Customizing plots with Matplotlib
Contents
3. Customizing plots with Matplotlib#
Although seaborn generates good-looking figures out of the box, most of the time we need to introduce some adjustments. You saw already in the previous chapters that we could relabel axes and adjust their range or ticks by calling matplotlib
functions directly to modify figures that we generated with seaborn
. Here, we will review some basic concepts of matplotlib
figures and learn how to adjust some of their elements to create custom figures.
The two most important concepts to be aware of when using matplotlib
are the figure and axes objects:
axes (also referred to as subplots): the area where we plot the data; has an x- and y-axis, which contain ticks, tick locations, labels, and other elements.
figure: the overall window/page where everything is drawn; can contain multiple axes (subplots) organized in a form of a grid.

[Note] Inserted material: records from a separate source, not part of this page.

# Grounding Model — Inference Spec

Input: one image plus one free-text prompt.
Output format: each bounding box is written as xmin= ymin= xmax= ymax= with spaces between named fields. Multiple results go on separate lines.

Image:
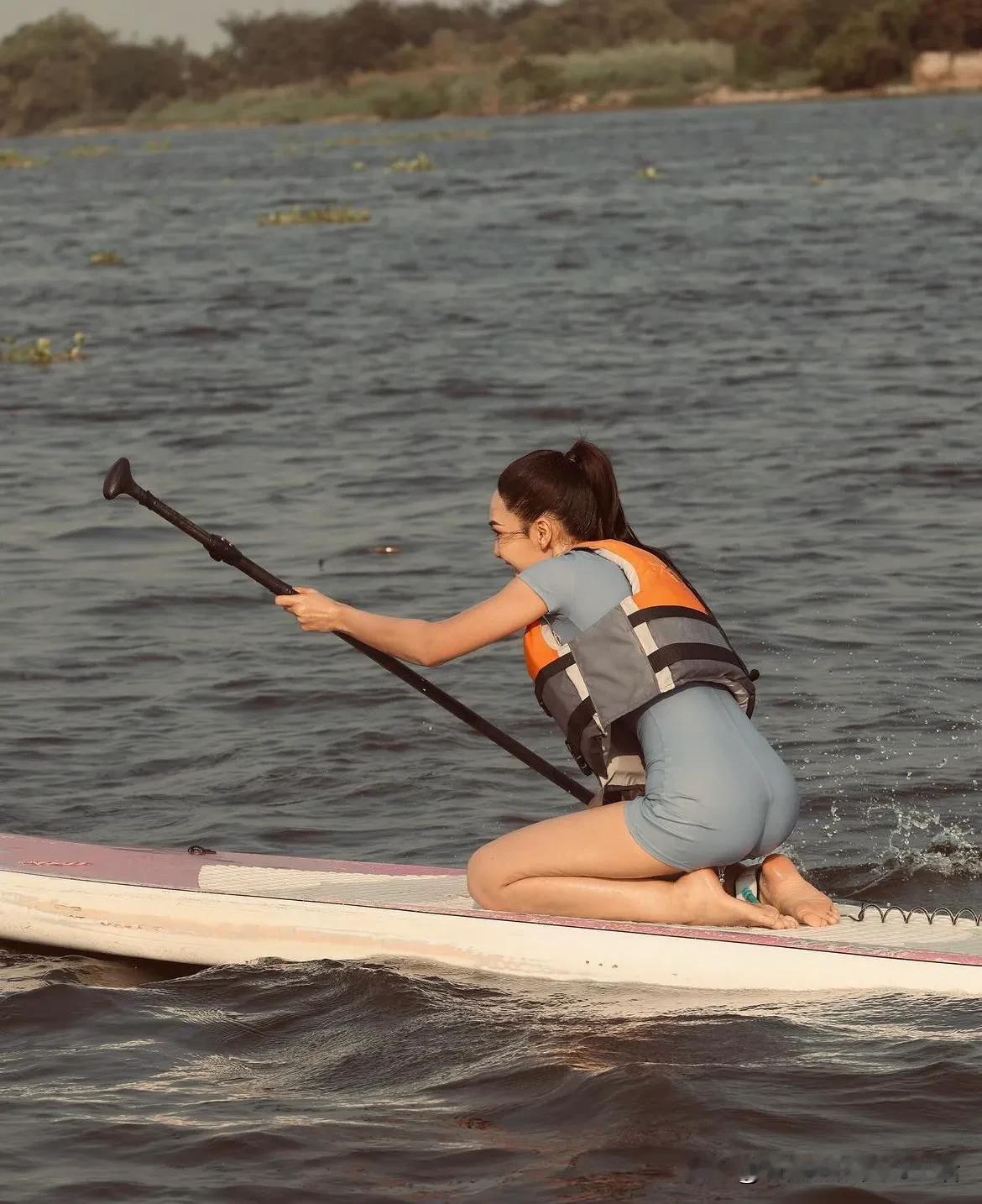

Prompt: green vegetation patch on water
xmin=89 ymin=250 xmax=127 ymax=267
xmin=385 ymin=154 xmax=436 ymax=171
xmin=259 ymin=206 xmax=372 ymax=225
xmin=65 ymin=142 xmax=116 ymax=159
xmin=0 ymin=330 xmax=86 ymax=367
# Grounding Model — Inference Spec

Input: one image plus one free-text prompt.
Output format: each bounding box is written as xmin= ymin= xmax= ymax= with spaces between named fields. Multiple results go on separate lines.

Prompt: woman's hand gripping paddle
xmin=102 ymin=456 xmax=593 ymax=803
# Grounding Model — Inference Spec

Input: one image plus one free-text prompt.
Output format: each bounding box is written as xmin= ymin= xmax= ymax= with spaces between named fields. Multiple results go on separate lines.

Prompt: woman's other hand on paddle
xmin=273 ymin=585 xmax=344 ymax=631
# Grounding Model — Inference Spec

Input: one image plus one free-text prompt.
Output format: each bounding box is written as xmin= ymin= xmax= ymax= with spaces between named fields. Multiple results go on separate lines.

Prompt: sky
xmin=0 ymin=0 xmax=358 ymax=52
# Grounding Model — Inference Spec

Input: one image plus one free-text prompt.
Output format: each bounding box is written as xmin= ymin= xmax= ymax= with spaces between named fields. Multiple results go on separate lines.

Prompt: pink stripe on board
xmin=0 ymin=833 xmax=982 ymax=966
xmin=0 ymin=833 xmax=464 ymax=891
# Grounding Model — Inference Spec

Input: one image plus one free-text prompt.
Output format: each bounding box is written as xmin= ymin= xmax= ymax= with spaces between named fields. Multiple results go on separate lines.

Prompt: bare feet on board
xmin=760 ymin=852 xmax=838 ymax=929
xmin=675 ymin=869 xmax=798 ymax=929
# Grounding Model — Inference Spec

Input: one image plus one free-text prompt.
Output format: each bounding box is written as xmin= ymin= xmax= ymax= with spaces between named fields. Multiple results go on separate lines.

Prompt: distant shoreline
xmin=29 ymin=83 xmax=982 ymax=137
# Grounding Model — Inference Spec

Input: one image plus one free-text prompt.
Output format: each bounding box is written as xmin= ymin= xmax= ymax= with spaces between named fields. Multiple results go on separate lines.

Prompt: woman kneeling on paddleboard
xmin=275 ymin=439 xmax=838 ymax=929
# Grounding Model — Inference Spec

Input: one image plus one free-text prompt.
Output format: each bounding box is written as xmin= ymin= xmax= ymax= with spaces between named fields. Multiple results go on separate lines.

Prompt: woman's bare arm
xmin=275 ymin=578 xmax=546 ymax=666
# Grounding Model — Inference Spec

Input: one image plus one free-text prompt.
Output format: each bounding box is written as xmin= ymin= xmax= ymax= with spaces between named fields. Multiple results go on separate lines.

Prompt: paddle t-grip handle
xmin=102 ymin=456 xmax=593 ymax=803
xmin=102 ymin=455 xmax=296 ymax=594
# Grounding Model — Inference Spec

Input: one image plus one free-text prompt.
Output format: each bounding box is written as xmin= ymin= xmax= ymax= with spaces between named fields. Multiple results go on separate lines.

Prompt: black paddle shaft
xmin=102 ymin=456 xmax=593 ymax=803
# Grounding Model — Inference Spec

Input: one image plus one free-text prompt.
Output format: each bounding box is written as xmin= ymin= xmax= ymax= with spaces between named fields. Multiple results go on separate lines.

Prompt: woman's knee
xmin=467 ymin=840 xmax=505 ymax=912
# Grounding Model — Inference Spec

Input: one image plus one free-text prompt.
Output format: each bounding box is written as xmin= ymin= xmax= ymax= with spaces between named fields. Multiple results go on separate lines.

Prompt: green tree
xmin=813 ymin=3 xmax=910 ymax=92
xmin=0 ymin=11 xmax=113 ymax=133
xmin=911 ymin=0 xmax=982 ymax=50
xmin=91 ymin=39 xmax=188 ymax=113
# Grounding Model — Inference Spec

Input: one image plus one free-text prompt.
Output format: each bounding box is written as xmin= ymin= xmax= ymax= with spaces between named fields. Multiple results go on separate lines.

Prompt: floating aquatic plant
xmin=321 ymin=130 xmax=491 ymax=148
xmin=65 ymin=142 xmax=116 ymax=159
xmin=259 ymin=207 xmax=372 ymax=225
xmin=0 ymin=150 xmax=41 ymax=169
xmin=385 ymin=154 xmax=436 ymax=171
xmin=0 ymin=330 xmax=86 ymax=367
xmin=89 ymin=250 xmax=125 ymax=267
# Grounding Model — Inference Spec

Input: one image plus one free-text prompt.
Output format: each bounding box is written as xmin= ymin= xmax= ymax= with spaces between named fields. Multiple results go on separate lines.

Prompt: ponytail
xmin=499 ymin=439 xmax=713 ymax=615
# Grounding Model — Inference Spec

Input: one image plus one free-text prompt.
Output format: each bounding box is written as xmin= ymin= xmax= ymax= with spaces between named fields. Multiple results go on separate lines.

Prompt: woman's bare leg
xmin=760 ymin=852 xmax=838 ymax=929
xmin=467 ymin=803 xmax=798 ymax=929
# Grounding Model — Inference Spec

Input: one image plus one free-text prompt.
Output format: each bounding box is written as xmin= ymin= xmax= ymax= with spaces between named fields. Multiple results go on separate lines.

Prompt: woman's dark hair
xmin=499 ymin=439 xmax=711 ymax=613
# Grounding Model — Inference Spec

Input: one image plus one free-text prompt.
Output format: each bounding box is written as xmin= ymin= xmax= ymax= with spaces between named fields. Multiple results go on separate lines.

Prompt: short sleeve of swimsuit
xmin=519 ymin=550 xmax=630 ymax=641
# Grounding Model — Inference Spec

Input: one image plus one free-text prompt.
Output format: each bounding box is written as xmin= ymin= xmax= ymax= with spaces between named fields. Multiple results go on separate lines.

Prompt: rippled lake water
xmin=0 ymin=97 xmax=982 ymax=1204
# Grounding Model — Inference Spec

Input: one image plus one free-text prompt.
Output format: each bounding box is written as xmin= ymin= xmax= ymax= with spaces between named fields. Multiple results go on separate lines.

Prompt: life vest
xmin=525 ymin=539 xmax=758 ymax=793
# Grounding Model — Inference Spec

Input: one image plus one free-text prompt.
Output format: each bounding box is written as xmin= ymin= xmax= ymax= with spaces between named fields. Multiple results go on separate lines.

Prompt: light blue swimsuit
xmin=519 ymin=552 xmax=798 ymax=871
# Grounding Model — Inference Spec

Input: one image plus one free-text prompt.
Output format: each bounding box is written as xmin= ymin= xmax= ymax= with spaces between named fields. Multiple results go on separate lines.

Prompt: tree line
xmin=0 ymin=0 xmax=982 ymax=133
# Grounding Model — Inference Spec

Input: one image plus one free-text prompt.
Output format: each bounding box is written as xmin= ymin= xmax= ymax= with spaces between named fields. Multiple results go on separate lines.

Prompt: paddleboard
xmin=0 ymin=835 xmax=982 ymax=998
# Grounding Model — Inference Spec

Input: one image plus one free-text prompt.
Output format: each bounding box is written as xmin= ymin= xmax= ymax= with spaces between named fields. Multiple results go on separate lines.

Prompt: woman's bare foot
xmin=674 ymin=869 xmax=798 ymax=929
xmin=760 ymin=852 xmax=838 ymax=929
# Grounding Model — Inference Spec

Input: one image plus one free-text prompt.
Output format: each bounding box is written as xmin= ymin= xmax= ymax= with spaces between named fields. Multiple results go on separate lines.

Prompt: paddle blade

Before you begin: Be sure to check out the official matplotlib cheat sheet (available here) - it outlines all of the most useful functionalities discussed below and more!
3.1. Environment setup#
# for Google Colab
import os
if 'COLAB_JUPYTER_IP' in os.environ:
!git clone https://github.com/bokulich-lab/DataVisualizationBook.git book
from book.utils import utils
utils.ensure_packages('book/requirements.txt')
import matplotlib.pyplot as plt
import numpy as np
import pandas as pd
import seaborn as sns
%config InlineBackend.figure_format='svg'
3.2. Creating figures and subplots#
Let’s see now how to create a figure and its axes. Note: the following examples don’t have any data shown on the (sub)plots - this is to only show you how to create and refer to figures with one or more axes.
Documentation you might want to check for further information:
3.2.1. One Subplot#
fig, ax = plt.subplots(nrows=1, ncols=1);
3.2.2. Many Subplots - Horizontal Layout#
We can create multiple subplots by using the function subplot
of the pyplot
module in matplotlib
. Here we specify the size of the figure by passing a tuple in the form (width, height)
to the figsize
parameter. In addition, the nrows
and ncols
specify how many rows and how many columns the figure should have.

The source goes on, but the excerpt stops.